Pastor, you are your church’s primary worship leader. While all of us are thankful to God for the gifted men and women who lead us in musical worship, the church has no greater act of worship than hearing God speak and responding to him in praise and obedience. That means the preaching event is an act of worship that pastors are responsible for leading. In one sense, many worship services are designed backwards. Most of the singing, offerings, prayer, and other acts of worship are in the first part of the service, and then God reveals himself when the pastor preaches. Periodically, it might make more sense to reverse that order by allowing God to speak first through the sermon, followed by the congregation’s response through song, giving, prayer, and other expressions. Regardless of the order, however, your pastoral exposition of Scripture is an essential act of worship leadership. Thank you for faithfully leading God’s people to glorify him through his word!
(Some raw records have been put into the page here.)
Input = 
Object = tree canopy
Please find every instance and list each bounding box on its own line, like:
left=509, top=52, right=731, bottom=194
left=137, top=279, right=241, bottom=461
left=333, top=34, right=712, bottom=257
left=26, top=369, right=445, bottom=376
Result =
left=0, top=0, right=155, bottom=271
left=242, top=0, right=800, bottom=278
Pastor, the work of shepherding God’s people naturally involves and requires good leadership. There’s no more important place for that to happen than in your preaching ministry every week. Through your consistent, faithful, skillful, and Spirit-dependent exposition of Scripture, you are seizing the opportunity to lead your people in a way that no other platform or venue provides. And you’re able to do it with great confidence and joy, knowing that God has ordained the work of preaching to be the pastor’s primary means of leading his people. May God grant you great favor as you keep your hand to the plow!

In Christ’s Name,
R. Scott Pace and Jim Shaddix

R. Scott Pace and and Jim Shaddix are coauthors of Expositional Leadership: Shepherding God's People from the Pulpit.